В остальном Нигяр — самая обычная девушка. Учится в вузе, гуляет с друзьями, ходит в кино.
Нармина
В
отличие от Нигяр, Нармине пришлось столкнуться с дискриминацией и несправедливым отношением в социуме:
«Я состояла в Организации молодых студентов в колледже. Там же состояла одна моя хорошая знакомая. Распространились слухи, что она была со мной в отношениях. Девушка хотела баллотироваться в председатели организации, но слух дошел и до учителей. Ей не разрешили стать председателем, аргументировав это так: «Мы не позволим, чтобы какая-то лесбиянка стала тут председателем». Хотя она вовсе не была лесбиянкой.
Я не стала дожидаться, пока меня выгонят из организации, ушла сама. Меня даже не хотели слушать, когда я пыталась объяснить, что моя знакомая вовсе не лесбиянка.
В колледже узнали о моей ориентации. У меня прекратились отношения со всеми, все обсуждали меня за спиной, смеялись мне в лицо.
После этого в колледже многие парни не разрешали своим девушкам общаться со мной. Сейчас я работаю, если и здесь узнают, то уволят, 90 процентов работающих здесь — гомофобы».
При увольнении работника в трудовой книжке редко пишут реальную причину. Хотя это по закону можно оспорить, Нармина не хочет лишних проблем. «Если на работе узнают, я сама уйду, бороться не буду».
Сейчас директор периодически вызывает Нармин к себе в комнату и спрашивает: «У тебя есть знакомые геи?»
«Он у меня в друзьях в Фейсбуке, видит мои публикации и комментарии в защиту ЛГБТ-сообщества.
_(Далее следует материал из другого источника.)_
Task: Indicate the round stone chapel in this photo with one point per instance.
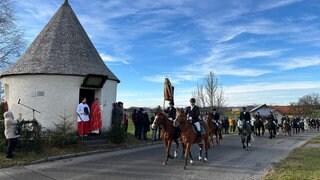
(60, 66)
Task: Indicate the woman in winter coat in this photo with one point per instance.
(10, 126)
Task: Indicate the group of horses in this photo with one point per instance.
(188, 135)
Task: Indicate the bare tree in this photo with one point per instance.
(211, 94)
(201, 95)
(211, 85)
(11, 41)
(309, 103)
(220, 99)
(195, 95)
(306, 105)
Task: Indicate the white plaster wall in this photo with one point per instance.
(108, 95)
(61, 96)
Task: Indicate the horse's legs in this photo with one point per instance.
(176, 150)
(248, 141)
(168, 144)
(243, 141)
(200, 152)
(186, 154)
(183, 149)
(207, 146)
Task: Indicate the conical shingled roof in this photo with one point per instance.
(62, 47)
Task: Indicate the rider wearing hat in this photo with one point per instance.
(216, 118)
(171, 111)
(246, 117)
(193, 114)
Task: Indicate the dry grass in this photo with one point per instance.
(302, 163)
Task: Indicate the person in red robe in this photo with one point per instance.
(95, 117)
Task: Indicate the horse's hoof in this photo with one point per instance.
(175, 155)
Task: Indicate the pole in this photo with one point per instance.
(164, 104)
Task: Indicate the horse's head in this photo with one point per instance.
(159, 120)
(181, 118)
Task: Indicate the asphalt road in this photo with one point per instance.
(227, 161)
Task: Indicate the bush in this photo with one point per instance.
(64, 134)
(117, 134)
(30, 136)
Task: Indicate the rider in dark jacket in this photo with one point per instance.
(193, 113)
(171, 111)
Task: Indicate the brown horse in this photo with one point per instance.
(189, 136)
(213, 131)
(167, 134)
(286, 128)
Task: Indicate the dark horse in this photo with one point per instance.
(245, 132)
(286, 127)
(167, 134)
(189, 137)
(259, 127)
(214, 131)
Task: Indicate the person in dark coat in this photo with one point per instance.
(225, 125)
(171, 111)
(134, 118)
(140, 123)
(193, 113)
(146, 125)
(245, 117)
(272, 126)
(216, 120)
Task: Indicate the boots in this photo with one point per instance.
(199, 136)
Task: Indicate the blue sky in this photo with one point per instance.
(261, 51)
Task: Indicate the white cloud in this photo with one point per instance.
(298, 62)
(110, 59)
(280, 93)
(272, 4)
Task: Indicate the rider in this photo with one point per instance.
(216, 118)
(171, 111)
(272, 125)
(245, 116)
(193, 114)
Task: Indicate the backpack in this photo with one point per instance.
(18, 128)
(86, 111)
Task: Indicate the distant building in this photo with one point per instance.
(60, 66)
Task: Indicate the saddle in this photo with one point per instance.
(203, 131)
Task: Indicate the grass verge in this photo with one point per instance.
(22, 158)
(302, 163)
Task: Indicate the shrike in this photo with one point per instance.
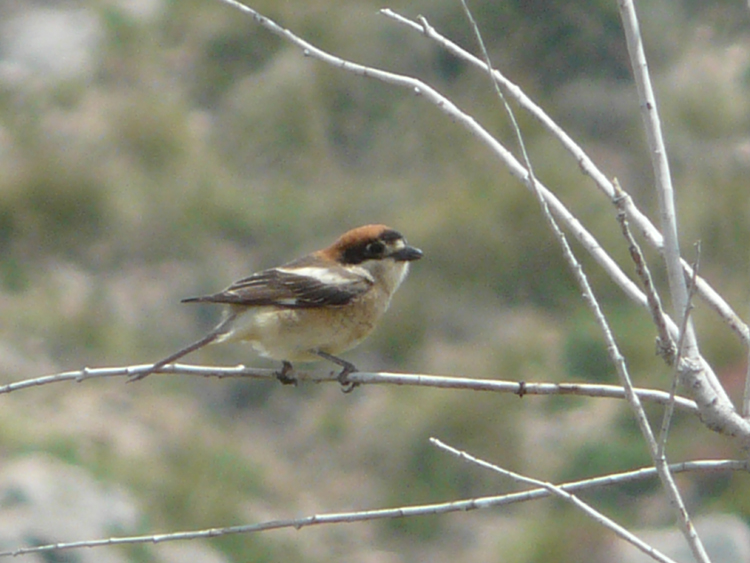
(317, 306)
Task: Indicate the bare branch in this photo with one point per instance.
(675, 272)
(520, 388)
(565, 495)
(707, 466)
(669, 411)
(644, 225)
(665, 346)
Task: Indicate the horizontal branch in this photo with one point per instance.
(705, 466)
(519, 388)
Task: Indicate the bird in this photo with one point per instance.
(312, 308)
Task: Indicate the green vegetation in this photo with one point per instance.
(198, 148)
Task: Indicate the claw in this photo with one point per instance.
(284, 376)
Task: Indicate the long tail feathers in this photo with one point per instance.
(208, 339)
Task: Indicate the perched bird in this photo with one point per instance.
(317, 306)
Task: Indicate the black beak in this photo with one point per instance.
(407, 254)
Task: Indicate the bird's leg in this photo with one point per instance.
(343, 377)
(283, 374)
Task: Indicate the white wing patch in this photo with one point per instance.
(328, 276)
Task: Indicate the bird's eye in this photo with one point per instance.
(375, 248)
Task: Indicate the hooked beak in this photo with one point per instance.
(407, 254)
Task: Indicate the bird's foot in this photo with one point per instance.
(343, 377)
(284, 375)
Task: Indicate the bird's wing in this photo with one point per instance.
(295, 285)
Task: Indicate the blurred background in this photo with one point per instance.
(152, 150)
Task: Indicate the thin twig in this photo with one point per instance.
(520, 388)
(669, 411)
(670, 487)
(666, 346)
(717, 411)
(558, 491)
(588, 167)
(675, 274)
(708, 466)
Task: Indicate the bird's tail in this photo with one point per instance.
(208, 339)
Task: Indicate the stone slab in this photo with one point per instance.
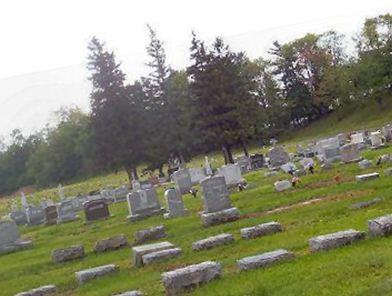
(150, 234)
(381, 226)
(139, 251)
(41, 291)
(68, 254)
(213, 241)
(228, 215)
(264, 260)
(335, 240)
(111, 243)
(261, 230)
(180, 280)
(95, 272)
(160, 255)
Прямо в лесбийстве меня не обвиняет, видимо, считает, что я просто гуманист и лояльна к гомосексуалам. Заводит к себе и часами разговаривает, хочет отвратить от опасных мыслей».
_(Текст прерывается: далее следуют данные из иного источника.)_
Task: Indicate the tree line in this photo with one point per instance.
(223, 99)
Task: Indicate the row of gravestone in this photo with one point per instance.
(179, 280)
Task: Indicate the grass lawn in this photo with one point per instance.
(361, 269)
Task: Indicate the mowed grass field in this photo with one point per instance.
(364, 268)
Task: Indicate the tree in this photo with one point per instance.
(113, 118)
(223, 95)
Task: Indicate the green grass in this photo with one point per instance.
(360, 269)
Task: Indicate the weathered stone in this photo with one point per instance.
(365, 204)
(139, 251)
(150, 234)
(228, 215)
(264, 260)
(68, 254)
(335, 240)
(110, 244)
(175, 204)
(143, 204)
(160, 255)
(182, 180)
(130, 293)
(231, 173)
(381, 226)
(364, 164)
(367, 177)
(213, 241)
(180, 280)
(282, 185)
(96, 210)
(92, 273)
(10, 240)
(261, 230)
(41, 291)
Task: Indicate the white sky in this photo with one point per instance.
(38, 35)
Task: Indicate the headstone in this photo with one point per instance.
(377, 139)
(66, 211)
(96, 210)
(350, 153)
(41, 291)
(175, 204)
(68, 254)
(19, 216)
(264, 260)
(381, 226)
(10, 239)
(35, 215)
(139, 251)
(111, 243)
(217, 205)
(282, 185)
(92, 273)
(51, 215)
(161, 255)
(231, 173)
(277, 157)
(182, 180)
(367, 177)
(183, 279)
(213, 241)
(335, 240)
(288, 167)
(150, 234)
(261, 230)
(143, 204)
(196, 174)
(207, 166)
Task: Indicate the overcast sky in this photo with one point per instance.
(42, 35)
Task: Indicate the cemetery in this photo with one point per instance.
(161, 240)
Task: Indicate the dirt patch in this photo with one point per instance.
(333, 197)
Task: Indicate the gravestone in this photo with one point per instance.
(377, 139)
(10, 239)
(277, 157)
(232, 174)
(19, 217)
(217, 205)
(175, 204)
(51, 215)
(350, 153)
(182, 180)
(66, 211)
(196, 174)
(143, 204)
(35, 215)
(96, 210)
В семье Нармины тоже не знают, что она лесбиянка: «Мои родители религиозные, они никогда этого не примут. Помню, как моя мать сказала как-то: «Лучше умереть, чем узнать, что кто-то из твоих детей — гей». Поэтому я молчу, о будущем не думаю, мне бы сегодняшний день прожить».
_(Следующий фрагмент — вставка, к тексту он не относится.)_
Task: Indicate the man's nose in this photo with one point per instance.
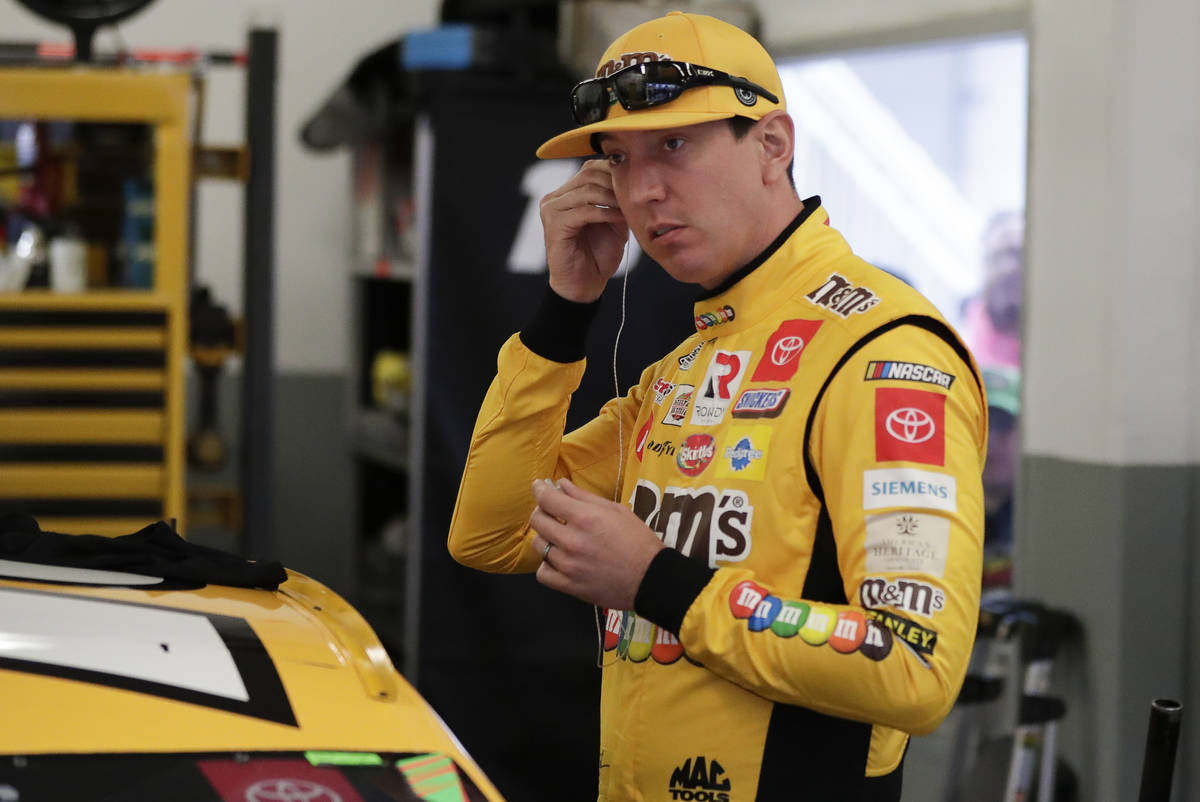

Нармина очень привязана к матери, и это мешает ей уехать в более «толерантную» страну, хотя материально она не зависит от семьи.
«Я много раз хотела ей сказать: «Мама, твоя любимая дочка не такая, как ты думаешь». Но мне кажется, что после этих слов я просто должна умереть. Я и была близка к суициду».
Нармина как-то обратилась к психологу, которого ей разрекламировали; среди его пациентов, якобы, немало знаменитостей, сам он закончил Московский государственный университет. В процессе консультаций «психолог» стал ее домогаться.
«Он уверял, что пробудит во мне интерес к мужчинам. Говорил, что при этом не нарушит мою девственность. Хорошо, что я с ним не встречалась, мы только переписывались. Гонорар за консультации он собирался взять «натурой»».
Динара
Д
инара – ярко выраженный «дайк». Так она о себе говорит. «Дайки», по местной терминологии, – это девушки-лесбиянки с мужской позицией и мужским поведением. У нее короткая стрижка и носит она чаще всего спортивную одежду. В общем, она из тех, у кого ориентация «на лице написана».
В семье Динары девушку поддержал отец, что для азербайджанских мужчин нетипично. «Мать, напротив, очень агрессивна, говорит мне обидные вещи. Говорит, что я принесу несчастья девушкам».
Мать заставила ее расстаться с любимой девушкой.
«Она застала меня, когда я говорила с ней по телефону, отобрала телефон, отругала и избила меня. Потом позвала ту девушку к нам в гости на разговор. В результате девушка охладела ко мне, а в один прекрасный день я получила от нее пригласительный на свадьбу».
«Да, хотя я и «тема», хотя я «дайк», но я живу здесь, я мусульманка, держу орудж [пост — авт.]. Многие мне говорят: «Зачем ты держишь пост, он не зачтется, ты ведешь образ жизни, неугодный Богу. Может, я и грешу, но я стараюсь держать пост, делать добрые дела, чтобы Аллах простил мне мой грех. Недавно один человек сказал мне, что я шейтан [«демон» — авт.], не поверите, мне было так обидно».
Динара считает, что ЛГБТ-сообществу очень вредит «неумеренная страсть». Если бы девушки-лесбиянки не были такими темпераментными, не проявляли бы свои чувства на публике, было бы больше чистой любви, отношение к ним было бы лучше, считает она.
Сейчас у нее есть девушка, отношения с которой длятся уже четыре года.
«Нам не дают встречаться, общаться, всячески препятствуют. Но мы друг друга очень любим. Я жду, когда нам исполнится 18 лет, чтобы уехать с ней отсюда. Ей пока только шестнадцать. Мне приходится молчать ради нее».